Florida Department of Health revamps COVID-19 rule for schools
TALLAHASSEE — Emphasizing the need to “minimize the time that students are removed from in-person learning,” the Florida Department of Health on Wednesday released a revised rule that gives parents more power to decide whether children will go. at school after being exposed to people with COVID-19.
The emergency rule also continues to require parents to be able to remove students from school mask requirements, but includes a change that targets certain school districts that only allow withdrawals for documented medical reasons. This change indicates that the removal of mask requirements is “at the sole discretion of the parent or legal guardian.”
The release of the revised rule quickly bypassed legal challenges by five school districts against a rule the Department of Health released on August 6 to help carry out Gov. Ron DeSantis’ efforts to prevent mask warrants. school. Administrative law judge Brian Newman said in a telephone hearing Wednesday morning that he had no “wiggle room” after the revised rule was released.
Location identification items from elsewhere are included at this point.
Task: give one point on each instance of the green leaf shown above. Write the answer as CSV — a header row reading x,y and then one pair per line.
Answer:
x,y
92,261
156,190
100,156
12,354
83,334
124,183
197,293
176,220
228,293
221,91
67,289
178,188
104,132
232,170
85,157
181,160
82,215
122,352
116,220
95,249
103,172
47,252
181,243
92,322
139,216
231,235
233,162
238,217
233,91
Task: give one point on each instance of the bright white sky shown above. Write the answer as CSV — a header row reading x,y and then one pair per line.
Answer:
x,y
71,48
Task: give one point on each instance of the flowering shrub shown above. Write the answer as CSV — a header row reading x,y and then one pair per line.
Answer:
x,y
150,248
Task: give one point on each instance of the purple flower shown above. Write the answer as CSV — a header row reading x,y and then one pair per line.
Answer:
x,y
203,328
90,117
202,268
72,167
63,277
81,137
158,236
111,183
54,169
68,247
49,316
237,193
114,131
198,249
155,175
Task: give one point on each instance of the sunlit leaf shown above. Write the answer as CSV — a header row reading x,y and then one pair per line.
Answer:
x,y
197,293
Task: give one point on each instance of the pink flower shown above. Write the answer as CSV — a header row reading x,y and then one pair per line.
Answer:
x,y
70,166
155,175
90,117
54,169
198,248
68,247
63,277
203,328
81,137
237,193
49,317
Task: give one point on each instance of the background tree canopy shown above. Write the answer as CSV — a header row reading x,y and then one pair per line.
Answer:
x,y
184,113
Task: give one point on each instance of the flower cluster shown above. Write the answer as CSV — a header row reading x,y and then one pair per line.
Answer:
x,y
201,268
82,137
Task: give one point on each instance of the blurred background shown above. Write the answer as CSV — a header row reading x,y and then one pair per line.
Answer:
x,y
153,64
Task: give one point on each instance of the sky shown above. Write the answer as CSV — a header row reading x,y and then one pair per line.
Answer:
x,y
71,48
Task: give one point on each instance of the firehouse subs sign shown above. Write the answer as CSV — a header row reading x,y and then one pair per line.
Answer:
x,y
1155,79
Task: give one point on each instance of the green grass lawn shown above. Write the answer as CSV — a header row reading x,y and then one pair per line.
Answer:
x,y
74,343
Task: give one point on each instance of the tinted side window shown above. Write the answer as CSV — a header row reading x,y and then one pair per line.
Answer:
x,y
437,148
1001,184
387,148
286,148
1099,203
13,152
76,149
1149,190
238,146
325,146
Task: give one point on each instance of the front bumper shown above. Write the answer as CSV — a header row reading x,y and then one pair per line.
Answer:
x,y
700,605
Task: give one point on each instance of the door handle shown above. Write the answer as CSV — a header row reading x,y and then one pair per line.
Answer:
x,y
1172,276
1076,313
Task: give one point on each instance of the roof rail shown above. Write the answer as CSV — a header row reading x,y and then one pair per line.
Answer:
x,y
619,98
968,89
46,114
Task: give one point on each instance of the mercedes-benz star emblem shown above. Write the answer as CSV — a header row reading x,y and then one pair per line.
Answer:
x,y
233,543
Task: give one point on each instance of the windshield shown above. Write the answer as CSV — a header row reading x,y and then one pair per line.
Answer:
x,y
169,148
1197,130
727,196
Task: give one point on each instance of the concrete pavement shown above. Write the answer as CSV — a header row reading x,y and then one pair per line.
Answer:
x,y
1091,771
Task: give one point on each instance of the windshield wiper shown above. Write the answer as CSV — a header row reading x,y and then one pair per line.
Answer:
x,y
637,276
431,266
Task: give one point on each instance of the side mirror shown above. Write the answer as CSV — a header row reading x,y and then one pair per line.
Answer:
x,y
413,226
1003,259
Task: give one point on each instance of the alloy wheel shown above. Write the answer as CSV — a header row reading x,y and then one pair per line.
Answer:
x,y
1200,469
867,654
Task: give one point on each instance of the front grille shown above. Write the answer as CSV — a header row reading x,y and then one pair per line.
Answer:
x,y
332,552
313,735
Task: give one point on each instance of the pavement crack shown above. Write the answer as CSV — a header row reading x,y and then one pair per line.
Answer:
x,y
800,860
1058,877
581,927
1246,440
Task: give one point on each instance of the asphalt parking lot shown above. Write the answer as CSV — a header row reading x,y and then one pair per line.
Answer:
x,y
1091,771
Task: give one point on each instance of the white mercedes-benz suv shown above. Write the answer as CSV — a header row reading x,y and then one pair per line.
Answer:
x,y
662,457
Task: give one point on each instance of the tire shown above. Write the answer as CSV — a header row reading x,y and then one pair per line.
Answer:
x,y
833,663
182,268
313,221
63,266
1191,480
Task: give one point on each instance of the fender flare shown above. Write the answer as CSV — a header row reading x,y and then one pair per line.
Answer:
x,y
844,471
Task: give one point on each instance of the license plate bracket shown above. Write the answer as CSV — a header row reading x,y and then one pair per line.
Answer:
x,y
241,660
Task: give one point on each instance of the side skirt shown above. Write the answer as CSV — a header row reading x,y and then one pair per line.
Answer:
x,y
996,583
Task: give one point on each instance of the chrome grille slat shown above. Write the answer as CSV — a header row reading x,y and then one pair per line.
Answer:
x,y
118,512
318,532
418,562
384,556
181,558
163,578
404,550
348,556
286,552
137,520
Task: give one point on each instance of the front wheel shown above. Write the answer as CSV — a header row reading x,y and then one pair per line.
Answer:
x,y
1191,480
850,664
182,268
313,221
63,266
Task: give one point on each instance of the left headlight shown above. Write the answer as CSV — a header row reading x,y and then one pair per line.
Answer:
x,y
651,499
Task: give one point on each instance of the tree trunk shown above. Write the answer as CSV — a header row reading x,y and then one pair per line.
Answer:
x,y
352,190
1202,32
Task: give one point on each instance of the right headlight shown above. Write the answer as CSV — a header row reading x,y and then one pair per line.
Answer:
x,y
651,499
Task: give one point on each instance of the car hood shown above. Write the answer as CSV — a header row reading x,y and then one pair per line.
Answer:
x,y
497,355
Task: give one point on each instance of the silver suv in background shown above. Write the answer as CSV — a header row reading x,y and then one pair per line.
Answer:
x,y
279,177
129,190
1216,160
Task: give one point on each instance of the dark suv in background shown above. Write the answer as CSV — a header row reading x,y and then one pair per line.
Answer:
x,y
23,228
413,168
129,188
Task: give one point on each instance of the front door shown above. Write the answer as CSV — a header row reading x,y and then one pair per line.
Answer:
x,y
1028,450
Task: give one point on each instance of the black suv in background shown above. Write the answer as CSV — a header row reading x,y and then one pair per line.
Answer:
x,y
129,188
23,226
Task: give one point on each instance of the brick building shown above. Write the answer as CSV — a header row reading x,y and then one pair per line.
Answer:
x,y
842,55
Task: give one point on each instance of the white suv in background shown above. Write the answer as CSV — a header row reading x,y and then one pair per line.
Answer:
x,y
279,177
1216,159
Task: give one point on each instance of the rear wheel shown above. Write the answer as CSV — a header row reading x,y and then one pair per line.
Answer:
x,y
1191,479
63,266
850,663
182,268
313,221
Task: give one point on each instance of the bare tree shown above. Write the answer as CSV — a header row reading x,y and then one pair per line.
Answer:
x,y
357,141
“I don’t think I have jurisdiction to do anything other than dismiss this case,” Newman said.
New state surgeon general Joseph Ladapo, whose appointment was announced by DeSantis on Tuesday, has signed the state of emergency. It replaced the August 6 rule which has garnered a lot of attention as some school districts have sought to require students to wear masks to prevent the spread of COVID-19.
Miami-Dade, Broward, Orange, Alachua and Leon county school boards challenged the August 6 rule, which did not include the new provision regarding parents or legal guardians with “sole discretion” to opt out. requirements for school masks.
Another substantial change in the revised rule concerns protocols for students who have been exposed to COVID-19. The new rule states that schools “must allow parents or legal guardians to choose how their child receives education after having direct contact with someone positive for COVID-19.”
It gives parents the option of allowing “the student to attend school, participate in school sponsored activities or be on school property, without restrictions or disparate treatment, as long as the ‘pupil remains asymptomatic’. Parents would also have the option of quarantining their students for up to seven days.
The August 6 version of the rule said that students who have been in contact with people positive for COVID-19 “should not attend school, school-sponsored activities, or be on school property. school “until they either receive negative COVID-19 tests four days after the last exposure or are asymptomatic and wait seven days after their last exposure.
The change in the revised rule reflects DeSantis’ oft-made arguments that parents should be able to make choices for their children and that students need to be in school — arguments echoed by Ladapo on Tuesday during the ‘a press conference to announce his appointment.
An explanation accompanying the revised rule says that the Department of Health conducted a review of data regarding children who tested positive for COVID-19 and children who had been in contact with those infected.
“The department observed a large number of students who had to be quarantined for long periods, resulting in the loss of hundreds of thousands of days of in-person learning,” the explanation said. Additionally, the department saw no significant difference in the number of COVID-19 cases among school-aged children in counties where school districts have imposed mask warrants. There is a need to minimize the time during which students are withdrawn from in-person learning solely on the basis of direct contact with a person positive for COVID-19, in order to ensure that parents and legal guardians have the ability to control education and health care. decisions of their own children and protect basic parental rights guaranteed by Florida law.
The revised rule also establishes protocols for students who are symptomatic or test positive for COVID-19.
According to a protocol, students will be able to return to school after receiving negative tests and be asymptomatic. Under another protocol, they may return 10 days after symptoms appear or have positive test results if they have not had a fever for 24 hours and other symptoms improve. Under a third protocol, students could return with the written permission of doctors or graduate nurse practitioners.